Herkes meraklı gözlerle bakarken ağzı dolu dolu ve vurgulayarak, 

-    “Eee, bu kurum ne işe yarayacak demesin mi? Öküz herif “dedi.

Transistörleri seven birisi olarak üzüldüm ancak devir sıkıyönetim devri. Aramızda polis muhbirleri olma olasılığı var. Eyvah dedim, hoca başını yakacak. (Üstelik ben de devlet bakanını, devlet başkanı diye anlamıştım, Cumhurbaşkanı Sn. Cevdet Sunay Paşa) İyice endişelendim. Allahtan bir şey olmadı.

Hoca daha sonra Demirel zamanında İstanbul’dan birinci sırada milletvekili oldu ama yine bir şey yapamadı. Şimdi bölümün önünde bir masa başında eliyle bir şeyler anlatan heykeli duruyor. 
 

 

-    “Anlat, anlat hocam. Düşün düşün, sonuçsuz kaldı işin” dedim, yanıt vermedi. 

PTT’de işe başlayınca, Çankırı yolunda şimdilerde Telekom Genel Müdürlüğü olan PTT Eğitim Merkezi ve atölyelerin bulunduğu yerde işe yeni alınan teknisyenlere jeneratörler hakkında eğitim veriliyormuş. Beni de götürdüler. Bizim birimin ülke çapındaki radyo-link istasyonlarında çalışacak olan elemanlarıyla tanışmam gerektiğini söylediler. Teknisyenlere yeni icat elektronik kartları olan bu yeni nesil jeneratörlerin çalışma şekli anlatılıyordu fakat kartların kataloğu Almanca idi ve pek anlaşılmıyordu. Almanya’dan firma teknik yetkilisi gelip anlatacakmış. Tabii ben de katıldım derslere. Almanca sözlük edindim hemen.

Alman vatandaş anlatıyor ama bir türlü İngilizce kullanım kılavuzunu vermiyor. Çantasından notlarını çıkarırken teknisyenler görmüş. Yemek molasında kullanım kılavuzunu aldılar, PTT’nin film stüdyosu varmış. Oraya götürüp bütün sayfaların fotoğrafını çekip kılavuzu geri bıraktılar. James Bond bile yapamazdı! Fotoğrafları basıp ciltlenmiş şekilde bana verdiler. Ben de okuldan yeni mezun olmanın verdiği taze heyecan ve bilgilerle başladım incelemeye. Kartların nasıl çalıştığını Alman anlatmıştı ama arıza olunca kartı değiştirip gönderiyorlardı; yenisi dünya para. 

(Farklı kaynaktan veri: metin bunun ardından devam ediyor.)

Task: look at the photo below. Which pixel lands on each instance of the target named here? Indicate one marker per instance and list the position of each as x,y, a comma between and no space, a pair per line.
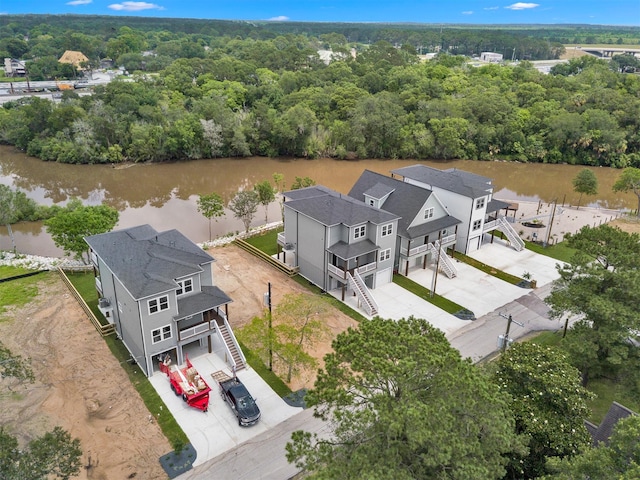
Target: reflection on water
165,195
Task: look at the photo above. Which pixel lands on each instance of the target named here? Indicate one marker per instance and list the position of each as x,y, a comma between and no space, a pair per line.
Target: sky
595,12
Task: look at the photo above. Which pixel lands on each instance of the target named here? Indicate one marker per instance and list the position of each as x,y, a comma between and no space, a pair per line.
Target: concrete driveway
216,431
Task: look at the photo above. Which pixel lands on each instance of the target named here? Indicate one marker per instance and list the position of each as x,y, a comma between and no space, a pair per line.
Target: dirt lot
81,387
245,279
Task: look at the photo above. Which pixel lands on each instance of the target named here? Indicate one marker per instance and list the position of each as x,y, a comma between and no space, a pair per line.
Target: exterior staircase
365,298
232,344
445,265
505,227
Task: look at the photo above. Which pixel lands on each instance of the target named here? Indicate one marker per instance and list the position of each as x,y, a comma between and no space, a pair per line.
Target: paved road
263,457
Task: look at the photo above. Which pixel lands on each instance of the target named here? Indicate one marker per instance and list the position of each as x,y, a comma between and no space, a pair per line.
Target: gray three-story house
158,289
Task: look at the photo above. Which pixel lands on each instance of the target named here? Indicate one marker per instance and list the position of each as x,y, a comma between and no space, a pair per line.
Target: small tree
14,207
244,206
266,194
548,402
211,206
302,182
54,455
585,182
70,225
629,180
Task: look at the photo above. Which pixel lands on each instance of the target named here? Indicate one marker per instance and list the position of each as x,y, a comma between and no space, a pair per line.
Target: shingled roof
404,199
147,262
458,181
332,208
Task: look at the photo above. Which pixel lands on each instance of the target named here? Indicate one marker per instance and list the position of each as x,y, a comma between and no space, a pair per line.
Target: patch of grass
507,277
8,271
559,251
267,375
424,293
267,241
17,293
608,391
334,302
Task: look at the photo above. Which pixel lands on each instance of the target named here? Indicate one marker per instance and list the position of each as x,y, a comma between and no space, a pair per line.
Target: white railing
448,239
195,330
489,225
233,339
367,268
337,271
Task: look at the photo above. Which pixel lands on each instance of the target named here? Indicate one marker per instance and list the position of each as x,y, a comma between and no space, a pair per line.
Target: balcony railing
367,268
197,330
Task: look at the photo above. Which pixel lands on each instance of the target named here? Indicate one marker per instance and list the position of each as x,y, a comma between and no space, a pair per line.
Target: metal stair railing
364,296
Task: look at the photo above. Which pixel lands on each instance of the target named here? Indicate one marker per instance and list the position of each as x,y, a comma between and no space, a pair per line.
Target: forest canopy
202,89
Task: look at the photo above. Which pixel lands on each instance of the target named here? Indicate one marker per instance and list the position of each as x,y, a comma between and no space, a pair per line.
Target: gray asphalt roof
333,208
147,261
405,200
458,181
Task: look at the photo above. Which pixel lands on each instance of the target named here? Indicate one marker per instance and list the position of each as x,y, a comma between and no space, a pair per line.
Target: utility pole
270,328
504,341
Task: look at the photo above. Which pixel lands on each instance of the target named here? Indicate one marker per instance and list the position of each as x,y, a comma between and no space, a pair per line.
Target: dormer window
359,232
184,286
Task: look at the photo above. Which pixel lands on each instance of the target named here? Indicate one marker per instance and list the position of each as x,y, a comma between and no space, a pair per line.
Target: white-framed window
359,232
158,304
184,286
428,213
160,334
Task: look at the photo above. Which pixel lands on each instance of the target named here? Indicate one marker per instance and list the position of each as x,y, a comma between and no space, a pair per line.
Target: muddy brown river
165,195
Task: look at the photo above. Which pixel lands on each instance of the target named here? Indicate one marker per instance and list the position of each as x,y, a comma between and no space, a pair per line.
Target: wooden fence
103,330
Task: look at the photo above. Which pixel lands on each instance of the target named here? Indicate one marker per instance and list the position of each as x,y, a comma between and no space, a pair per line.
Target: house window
160,334
184,286
158,304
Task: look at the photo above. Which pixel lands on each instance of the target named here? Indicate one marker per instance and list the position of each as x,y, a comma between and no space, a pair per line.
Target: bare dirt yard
245,279
82,388
79,386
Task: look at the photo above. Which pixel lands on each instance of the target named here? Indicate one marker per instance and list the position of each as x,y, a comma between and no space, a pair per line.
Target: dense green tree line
270,98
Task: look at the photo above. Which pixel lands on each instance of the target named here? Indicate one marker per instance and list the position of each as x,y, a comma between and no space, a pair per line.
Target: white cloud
134,6
522,6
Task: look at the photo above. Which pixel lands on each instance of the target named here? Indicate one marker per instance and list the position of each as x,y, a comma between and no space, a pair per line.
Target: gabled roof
147,262
458,181
405,200
332,208
73,57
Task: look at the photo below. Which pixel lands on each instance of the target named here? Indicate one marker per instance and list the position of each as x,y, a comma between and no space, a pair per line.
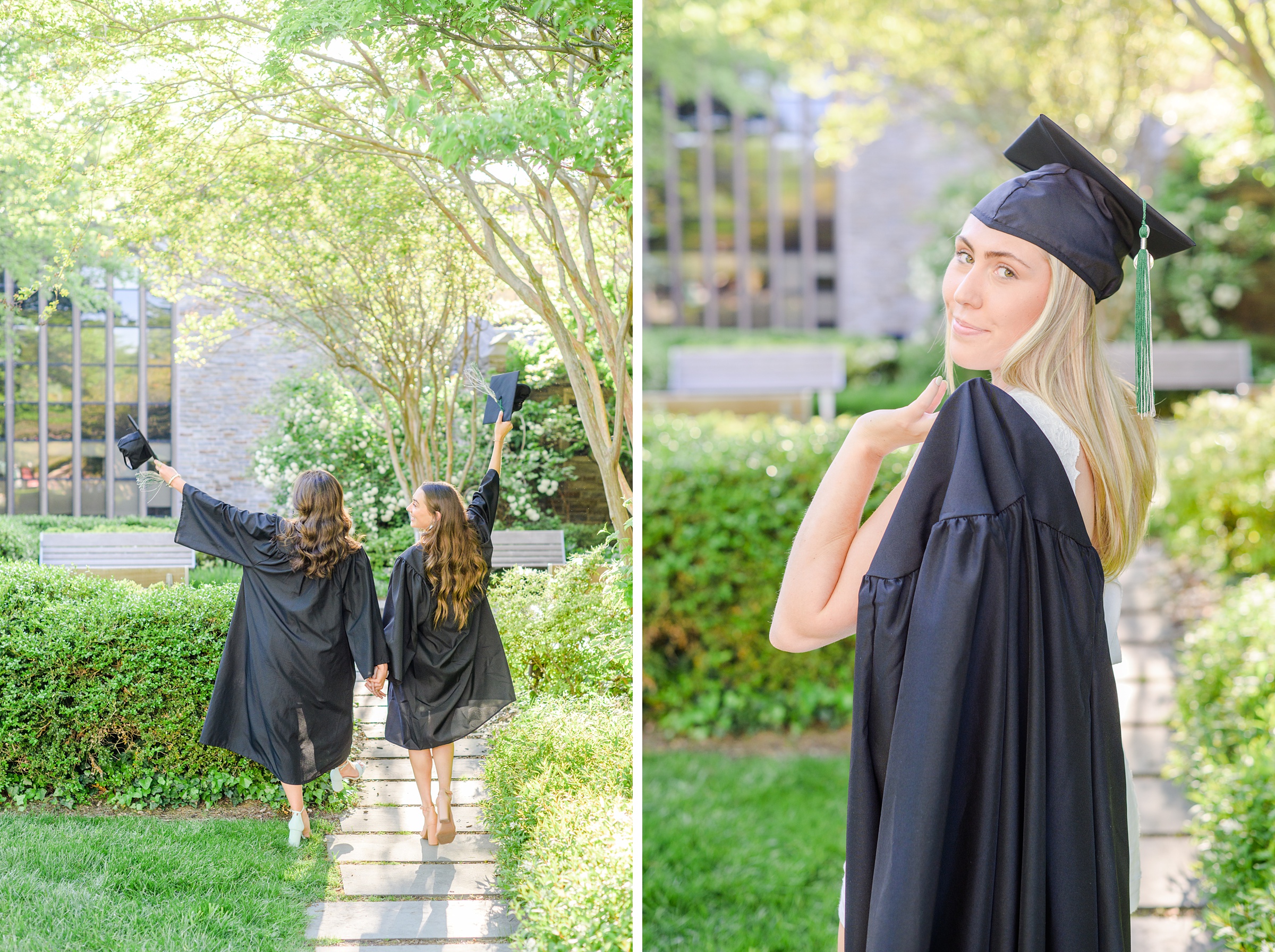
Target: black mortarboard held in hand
134,446
1081,212
511,397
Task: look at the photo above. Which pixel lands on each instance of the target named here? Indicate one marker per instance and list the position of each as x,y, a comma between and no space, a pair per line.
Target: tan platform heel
447,828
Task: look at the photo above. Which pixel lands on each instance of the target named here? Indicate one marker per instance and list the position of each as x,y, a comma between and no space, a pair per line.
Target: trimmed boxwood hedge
722,500
104,688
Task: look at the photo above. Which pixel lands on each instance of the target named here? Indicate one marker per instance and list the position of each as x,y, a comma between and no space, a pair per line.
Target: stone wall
217,419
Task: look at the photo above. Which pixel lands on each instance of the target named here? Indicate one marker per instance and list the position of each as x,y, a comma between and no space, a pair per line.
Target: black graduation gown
445,684
285,691
987,783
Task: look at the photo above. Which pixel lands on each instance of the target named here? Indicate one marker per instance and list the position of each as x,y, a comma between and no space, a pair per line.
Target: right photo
958,477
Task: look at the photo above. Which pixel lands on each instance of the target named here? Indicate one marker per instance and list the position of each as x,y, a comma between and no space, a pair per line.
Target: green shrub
724,497
566,633
1227,718
1217,501
560,804
104,688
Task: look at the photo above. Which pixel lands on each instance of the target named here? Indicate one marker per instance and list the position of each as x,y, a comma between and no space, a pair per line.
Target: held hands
885,431
377,684
503,427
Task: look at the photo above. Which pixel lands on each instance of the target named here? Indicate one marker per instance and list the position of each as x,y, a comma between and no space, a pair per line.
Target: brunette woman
448,669
307,615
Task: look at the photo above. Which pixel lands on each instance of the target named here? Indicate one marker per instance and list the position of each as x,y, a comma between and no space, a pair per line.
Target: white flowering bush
322,425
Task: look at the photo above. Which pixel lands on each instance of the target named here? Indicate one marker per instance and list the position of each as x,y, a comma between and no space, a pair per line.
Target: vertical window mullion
77,412
109,453
44,404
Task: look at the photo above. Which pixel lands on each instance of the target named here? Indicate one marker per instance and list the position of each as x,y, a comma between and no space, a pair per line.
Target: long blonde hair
1061,360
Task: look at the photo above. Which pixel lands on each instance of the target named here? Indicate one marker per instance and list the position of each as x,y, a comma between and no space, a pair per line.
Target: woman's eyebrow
964,241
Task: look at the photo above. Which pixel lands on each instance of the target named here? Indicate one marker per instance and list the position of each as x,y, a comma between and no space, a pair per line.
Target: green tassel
1143,388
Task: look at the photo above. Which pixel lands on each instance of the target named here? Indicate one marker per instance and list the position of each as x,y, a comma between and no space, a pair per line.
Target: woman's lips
966,329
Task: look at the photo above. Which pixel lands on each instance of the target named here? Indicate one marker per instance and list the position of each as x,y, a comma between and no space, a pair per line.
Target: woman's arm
819,599
170,476
503,429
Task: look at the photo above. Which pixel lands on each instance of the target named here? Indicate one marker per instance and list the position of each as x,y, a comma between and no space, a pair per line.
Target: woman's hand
377,684
885,431
503,427
170,476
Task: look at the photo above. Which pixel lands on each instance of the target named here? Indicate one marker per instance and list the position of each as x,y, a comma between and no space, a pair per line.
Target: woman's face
995,288
420,515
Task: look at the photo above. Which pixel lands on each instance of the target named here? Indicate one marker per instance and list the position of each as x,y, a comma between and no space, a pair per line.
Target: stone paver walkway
444,896
1168,911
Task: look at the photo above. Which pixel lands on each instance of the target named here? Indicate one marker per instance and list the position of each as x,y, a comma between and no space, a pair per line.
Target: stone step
380,747
412,919
369,714
401,769
1167,877
400,947
1146,663
406,793
420,880
1161,806
1145,747
405,820
1145,628
410,848
1145,701
1152,933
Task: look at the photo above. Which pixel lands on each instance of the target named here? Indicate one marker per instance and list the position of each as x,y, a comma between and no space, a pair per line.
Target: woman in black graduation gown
990,807
305,617
448,669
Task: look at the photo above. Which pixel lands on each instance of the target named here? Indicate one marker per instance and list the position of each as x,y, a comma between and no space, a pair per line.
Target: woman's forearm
498,448
819,598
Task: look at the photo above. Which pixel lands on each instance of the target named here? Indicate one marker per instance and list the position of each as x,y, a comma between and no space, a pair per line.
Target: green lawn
743,854
142,885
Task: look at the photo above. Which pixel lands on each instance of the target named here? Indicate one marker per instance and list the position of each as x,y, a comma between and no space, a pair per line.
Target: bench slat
114,551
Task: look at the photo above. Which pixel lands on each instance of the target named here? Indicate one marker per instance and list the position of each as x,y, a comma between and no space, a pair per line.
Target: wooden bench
1190,365
147,558
534,548
750,379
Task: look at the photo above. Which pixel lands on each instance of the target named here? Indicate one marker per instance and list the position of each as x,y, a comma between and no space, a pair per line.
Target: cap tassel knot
1143,389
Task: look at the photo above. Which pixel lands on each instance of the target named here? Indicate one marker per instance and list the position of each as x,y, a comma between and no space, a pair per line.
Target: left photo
316,501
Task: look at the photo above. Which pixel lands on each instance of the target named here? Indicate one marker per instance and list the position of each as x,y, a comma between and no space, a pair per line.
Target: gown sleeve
482,509
407,592
362,616
220,529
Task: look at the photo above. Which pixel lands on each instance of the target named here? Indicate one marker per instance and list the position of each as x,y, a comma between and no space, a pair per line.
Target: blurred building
745,230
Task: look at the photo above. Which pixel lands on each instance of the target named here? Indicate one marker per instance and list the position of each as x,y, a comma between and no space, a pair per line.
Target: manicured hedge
566,633
1217,500
722,500
1227,719
104,688
560,804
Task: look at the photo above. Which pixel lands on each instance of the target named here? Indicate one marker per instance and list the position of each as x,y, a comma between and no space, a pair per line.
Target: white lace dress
1066,444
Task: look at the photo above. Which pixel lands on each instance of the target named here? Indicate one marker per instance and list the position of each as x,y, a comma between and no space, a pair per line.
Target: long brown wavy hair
322,533
453,558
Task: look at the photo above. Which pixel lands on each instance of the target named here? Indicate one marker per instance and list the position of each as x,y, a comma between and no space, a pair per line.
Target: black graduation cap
134,446
1070,205
1075,208
511,397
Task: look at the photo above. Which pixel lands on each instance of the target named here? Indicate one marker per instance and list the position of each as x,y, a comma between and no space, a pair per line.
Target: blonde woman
991,807
448,669
305,617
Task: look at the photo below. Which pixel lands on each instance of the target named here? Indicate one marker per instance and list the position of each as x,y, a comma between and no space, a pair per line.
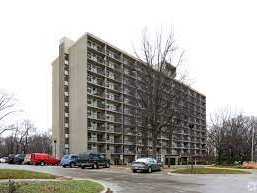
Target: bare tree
7,107
231,137
161,102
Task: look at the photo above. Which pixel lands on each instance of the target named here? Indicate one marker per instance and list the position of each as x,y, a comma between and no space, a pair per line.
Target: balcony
118,141
92,139
95,46
95,58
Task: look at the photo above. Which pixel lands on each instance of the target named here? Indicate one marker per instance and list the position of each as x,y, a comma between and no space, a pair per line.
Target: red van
44,159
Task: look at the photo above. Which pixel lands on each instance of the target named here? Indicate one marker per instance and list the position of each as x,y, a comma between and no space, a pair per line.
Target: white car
3,160
145,164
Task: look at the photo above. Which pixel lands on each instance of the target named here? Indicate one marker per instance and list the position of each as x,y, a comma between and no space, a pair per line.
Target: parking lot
122,180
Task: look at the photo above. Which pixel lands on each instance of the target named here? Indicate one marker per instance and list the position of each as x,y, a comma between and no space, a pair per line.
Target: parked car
10,159
44,159
145,165
93,160
27,159
3,159
70,160
19,158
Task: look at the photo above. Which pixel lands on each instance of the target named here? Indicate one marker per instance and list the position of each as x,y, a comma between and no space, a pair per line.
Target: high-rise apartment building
94,107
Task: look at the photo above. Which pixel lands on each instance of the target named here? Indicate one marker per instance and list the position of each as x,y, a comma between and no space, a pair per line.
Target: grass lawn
70,186
210,171
22,174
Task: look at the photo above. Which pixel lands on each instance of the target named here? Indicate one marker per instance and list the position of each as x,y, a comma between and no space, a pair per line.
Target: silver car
145,165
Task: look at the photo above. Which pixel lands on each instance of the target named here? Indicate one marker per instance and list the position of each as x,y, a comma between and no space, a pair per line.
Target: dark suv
93,160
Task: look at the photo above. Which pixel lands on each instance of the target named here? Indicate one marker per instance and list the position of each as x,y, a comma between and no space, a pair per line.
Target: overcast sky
219,37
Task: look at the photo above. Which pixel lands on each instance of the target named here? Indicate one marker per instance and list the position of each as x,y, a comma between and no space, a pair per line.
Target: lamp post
55,148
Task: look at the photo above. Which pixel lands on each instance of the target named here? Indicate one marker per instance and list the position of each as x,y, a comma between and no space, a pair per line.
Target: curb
105,190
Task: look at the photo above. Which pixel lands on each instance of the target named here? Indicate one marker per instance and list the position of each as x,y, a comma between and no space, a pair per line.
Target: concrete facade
94,108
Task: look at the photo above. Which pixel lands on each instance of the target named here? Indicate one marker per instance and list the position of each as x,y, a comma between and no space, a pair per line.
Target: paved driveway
123,181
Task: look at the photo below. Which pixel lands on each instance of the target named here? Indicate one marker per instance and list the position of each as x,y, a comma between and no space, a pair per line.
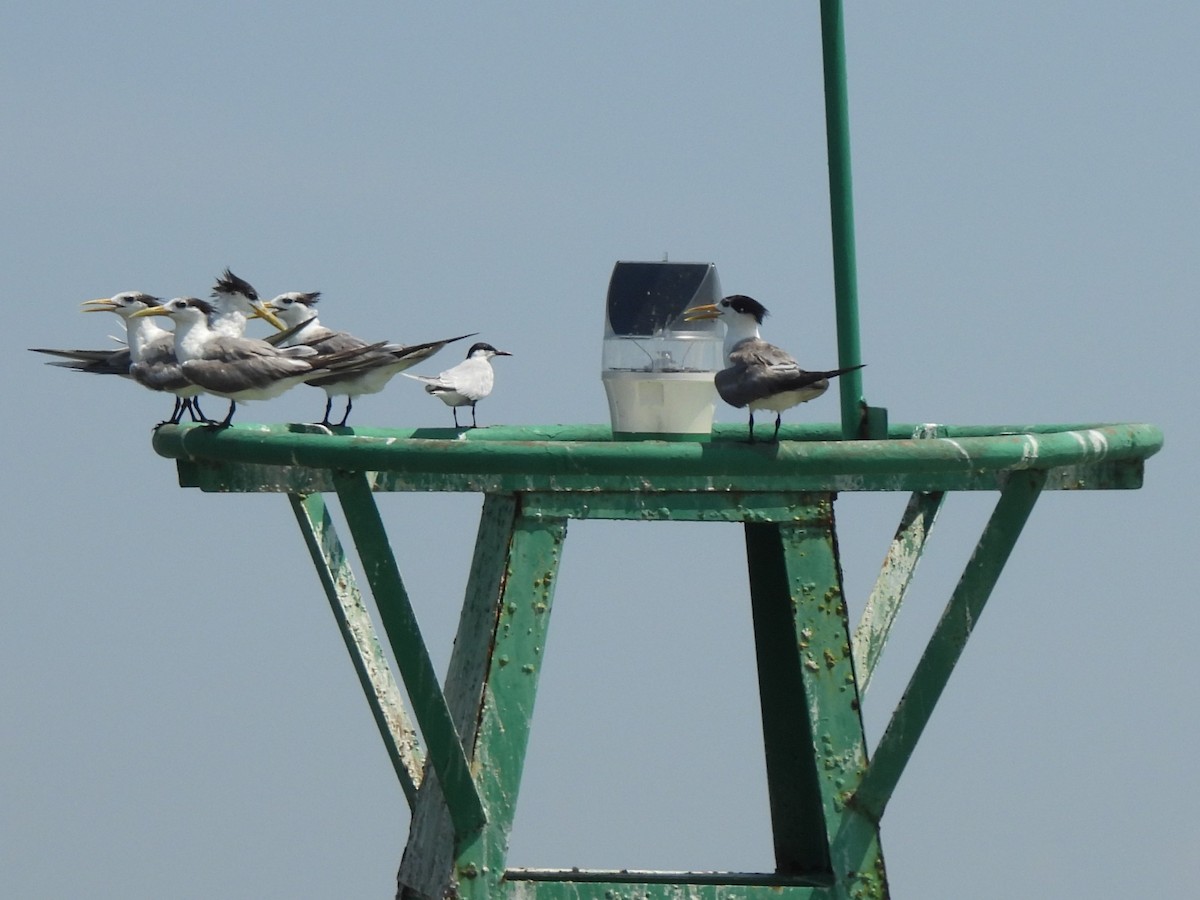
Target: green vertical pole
841,213
813,727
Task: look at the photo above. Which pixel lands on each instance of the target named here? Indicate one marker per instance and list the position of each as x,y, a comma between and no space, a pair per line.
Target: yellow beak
150,311
262,311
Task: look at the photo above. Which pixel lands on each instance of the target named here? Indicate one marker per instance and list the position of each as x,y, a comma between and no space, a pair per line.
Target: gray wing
233,364
415,353
95,361
333,341
159,370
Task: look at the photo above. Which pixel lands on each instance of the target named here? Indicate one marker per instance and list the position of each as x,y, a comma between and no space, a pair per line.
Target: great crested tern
241,369
148,357
234,301
760,375
467,383
298,311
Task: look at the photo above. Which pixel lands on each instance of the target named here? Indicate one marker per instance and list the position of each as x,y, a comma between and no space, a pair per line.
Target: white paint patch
1030,450
1099,443
958,447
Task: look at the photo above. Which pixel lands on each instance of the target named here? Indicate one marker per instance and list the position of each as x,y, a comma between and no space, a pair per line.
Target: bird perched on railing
467,383
241,369
760,375
298,311
148,355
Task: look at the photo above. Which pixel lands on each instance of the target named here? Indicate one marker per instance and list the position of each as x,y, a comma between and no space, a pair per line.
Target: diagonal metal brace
442,739
354,622
949,637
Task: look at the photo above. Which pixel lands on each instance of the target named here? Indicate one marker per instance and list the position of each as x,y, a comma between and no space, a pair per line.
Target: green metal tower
459,750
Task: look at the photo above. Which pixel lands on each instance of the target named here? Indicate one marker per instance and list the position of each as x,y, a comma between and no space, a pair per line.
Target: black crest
745,305
202,305
229,283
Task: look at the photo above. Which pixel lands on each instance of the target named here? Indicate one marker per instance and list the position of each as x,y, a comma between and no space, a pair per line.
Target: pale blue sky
179,715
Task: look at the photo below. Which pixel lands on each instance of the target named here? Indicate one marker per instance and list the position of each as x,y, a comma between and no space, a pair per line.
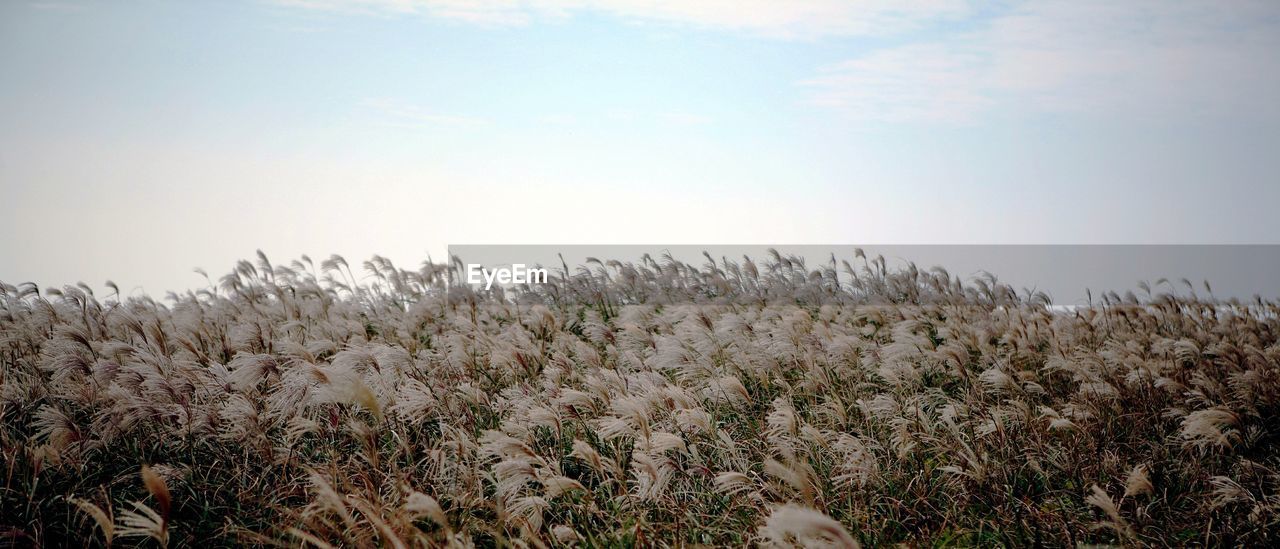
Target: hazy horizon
141,140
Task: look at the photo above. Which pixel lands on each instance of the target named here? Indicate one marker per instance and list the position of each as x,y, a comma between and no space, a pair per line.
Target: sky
140,140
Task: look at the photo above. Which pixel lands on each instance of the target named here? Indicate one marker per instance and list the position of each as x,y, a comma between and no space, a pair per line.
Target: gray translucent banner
1068,274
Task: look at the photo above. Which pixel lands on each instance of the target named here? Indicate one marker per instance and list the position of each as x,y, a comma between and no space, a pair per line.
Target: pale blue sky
142,138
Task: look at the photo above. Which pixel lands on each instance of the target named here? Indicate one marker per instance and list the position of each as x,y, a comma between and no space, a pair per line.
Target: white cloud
790,18
1142,58
408,115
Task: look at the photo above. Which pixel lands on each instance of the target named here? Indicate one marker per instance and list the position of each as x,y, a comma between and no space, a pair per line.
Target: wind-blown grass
658,403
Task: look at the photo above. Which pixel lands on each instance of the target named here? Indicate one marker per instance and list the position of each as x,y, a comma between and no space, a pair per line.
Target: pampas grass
652,403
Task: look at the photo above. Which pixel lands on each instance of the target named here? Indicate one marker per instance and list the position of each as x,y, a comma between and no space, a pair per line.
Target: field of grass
647,405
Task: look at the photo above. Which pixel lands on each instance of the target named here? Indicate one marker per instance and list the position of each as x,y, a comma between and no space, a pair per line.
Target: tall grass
652,403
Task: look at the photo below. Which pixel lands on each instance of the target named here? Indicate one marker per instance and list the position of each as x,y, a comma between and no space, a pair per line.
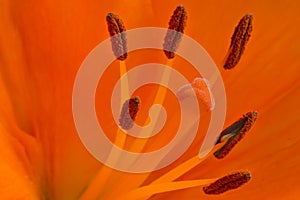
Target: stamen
234,133
239,39
116,28
229,182
129,112
177,24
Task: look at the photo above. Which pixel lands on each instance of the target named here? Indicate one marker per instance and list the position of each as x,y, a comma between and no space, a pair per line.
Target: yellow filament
97,184
148,191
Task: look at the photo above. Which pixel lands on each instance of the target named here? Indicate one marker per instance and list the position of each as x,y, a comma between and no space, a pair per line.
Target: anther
117,30
239,40
228,182
128,113
177,24
234,133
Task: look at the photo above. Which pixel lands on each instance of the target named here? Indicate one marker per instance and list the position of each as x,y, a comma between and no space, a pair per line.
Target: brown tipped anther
117,30
128,113
239,40
234,133
177,24
227,183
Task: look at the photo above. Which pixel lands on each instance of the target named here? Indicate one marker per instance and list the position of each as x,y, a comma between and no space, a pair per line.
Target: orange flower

Neyse, çözdük tabii ki. Türkçe ’ye tercüme edip ders notu haline getirdim. Havalı bir isim koydum: “ELEKTRİK DEVRE ÇÖZÜMLERİ ve ELEKTRONİĞE GİRİŞ4 ”. Mekanik kısmın çevirisini de Makine Mühendisi arkadaşım yaptı. Eğitim merkezine verdik ve derslerde kullanılmaya başlandı. Doğal olarak (en acemi olan) ben dersleri anlatmaya başladım. Yanımda son derece deneyimli bir baş tekniker arkadaşla beraberdik. Ödül olarak ki ödül olacağı aklıma gelmezdi, altı ay sonra yıl sonunda başka bir jeneratör alımında heyet başkanı olarak Milano’ya gönderildim. Mart sonunda askerlik yazısı geldi, ayrıldım ama arkadan o gün için iyi bir rakam olan bir para gönderdiler. Kitap haline getirilen ders notlarından payıma düşen miktarmış. İlk ve son oldu. Bir daha meslek hayatımda yazdıklarıma para veren olmadı.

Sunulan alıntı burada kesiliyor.